Une plage de l'île de Lesbos. © Belga

Grèce: à Lesbos, les pêcheurs au coeur de la crise migratoire.

Le Vif

« Nous avons peur de sortir en mer, de ramasser dans nos filets des corps d’enfants, ou de tomber sur des passeurs armés et menaçants… » : comme Christos Dimos, les pêcheurs de l’île grecque de Lesbos sont au coeur de la crise des migrants.

Selon le comptage quotidien de l’Organisation internationale pour les migrations, 772.979 migrants sont arrivés en Europe par la mer cette année et 3.423 sont mortes ou disparues en tentant de le faire.

Et les îles grecques, Lesbos en particulier, séparées de la Turquie par un bras de mer, sont le point d’entrée de plus de 80% d’entre eux.
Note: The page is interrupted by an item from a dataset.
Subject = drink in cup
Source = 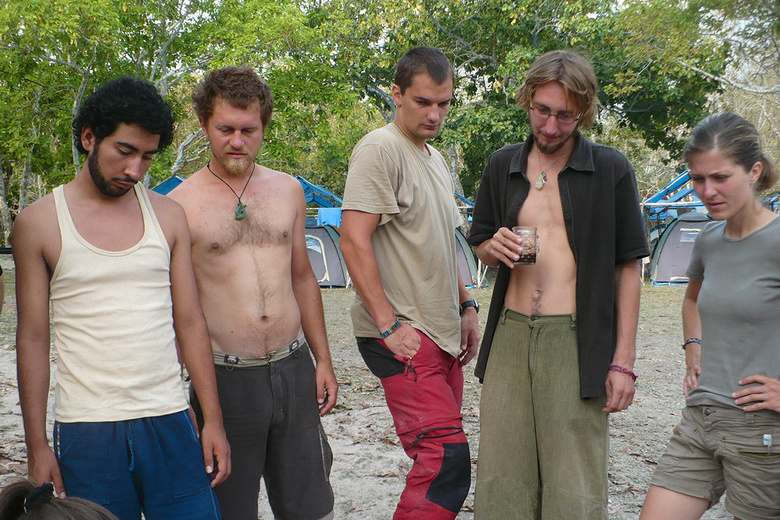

Un tel afflux a bouleversé le quotidien des pêcheurs qui vivent beaucoup du tourisme sur cette île particulièrement pittoresque de la mer Egée.

« Il y a eu d’abord la crise économique puis la crise migratoire », se lamente Christos, pêcheur sexagénaire qui a vécu toute sa vie dans le petit port de Molyvos, au nord de l’île, à environ six milles de la Turquie.

« Nos filets sont abîmés par les bouts de bois et de plastique des bateaux échoués. Mais surtout, nous n’arrivons plus à payer l’essence. Nous sortons peu et nous vendons peu, c’est un cercle vicieux… », déplore-t-il.

Nikos Katakouzinos, pêcheur dans le village voisin de Skala Sykamineas, s’inquiète aussi des conséquences écologiques à plus long terme de la situation.

« L’essence, l’huile, les bouts de plastique s’enfoncent dans les profondeurs de la mer et polluent considérablement les eaux poissonneuses. Peut-être que dans quelque temps, nous aurons tué toute la faune marine et nous devrons alors changer de métier ou déménager… »

Evangelos Mersinas, le président de la chambre de commerce de Lesbos, relativise la situation des pêcheurs : « la crise migratoire a surtout affecté le secteur touristique. Nous avons noté une baisse de 30% dans les réservations d’hôtels depuis le début de l’été ».

‘Jusqu’à quand?’

Mais, concède-t-il, « le nord de l’île a particulièrement été touché et il est vrai que les pêcheurs qui travaillent aussi grâce au tourisme et aux tavernes locales ont dû en subir les conséquences ».

Il observe au passage que « d’autres secteurs ont aussi bénéficié de l’arrivée des réfugiés, notamment les taxis, les petits commerces ou les cafés ».

Leurs soucis, les pêcheurs les mettent de côté quand il s’agit de sauver des migrants prêts à se noyer. « Tu ne peux que t’émouvoir quand tu vois une barque avec des gosses couler…Tu es obligé d’agir », remarque Christos.

« Notre priorité reste de sauver ces personnes. Nos difficultés économiques, nous n’y pensons même pas quand nous nous retrouvons face à de tels drames », renchérit Nikos.

Le 28 octobre au large de Lesbos, un naufrage d’un bateau en bois a fait 29 morts dont 14 enfants. 274 ont été sauvés. Un souvenir douloureux pour les pêcheurs des environs.

« Je n’ai jamais vu une telle tragédie et l’hiver ne fait que commencer. Beaucoup de monde risque de se noyer encore… », remarque Christos, la gorge serrée.

Le 30 octobre, ils ont évité le pire en revanche à 200 personnes qui allaient couler à quelques mètres de Skala Sykamineas.

Nikos était en première ligne: « Je n’étais pas sorti en mer, il y avait la tempête et entre 7 et 8 beaufort. Mais, vers 7h du matin, alors que je me promenais sur le port, j’ai aperçu cette embarcation en train de couler. J’y suis allé sans réfléchir même si je prenais des risques…Nous avons réussi à transporter tout le monde sur le rivage. Ce matin-là, c’était une bonne journée, ils étaient tous sains et saufs ».

« Malheureusement, le sauvetage de migrants est devenu une routine dans le coin », constate-t-il.

Nikos et ses compagnons sont d’ailleurs régulièrement appelés par la police portuaire de Molyvos qui peine à gérer la situation : « les gardes-côtes n’ont que deux bateaux dans la zone alors ils nous demandent régulièrement de l’aide ».

« Et quand on voit un passeur, on le leur signale », explique Nikos, qui ne cache pas sa colère contre ces derniers : « Que la mer soit déchaînée, qu’il y ait des vagues de deux mètres, ça ne les gêne pas, ils envoient les migrants sur les barques sans se soucier de leur sort. Jusqu’à quand les laissera-t-on faire? ».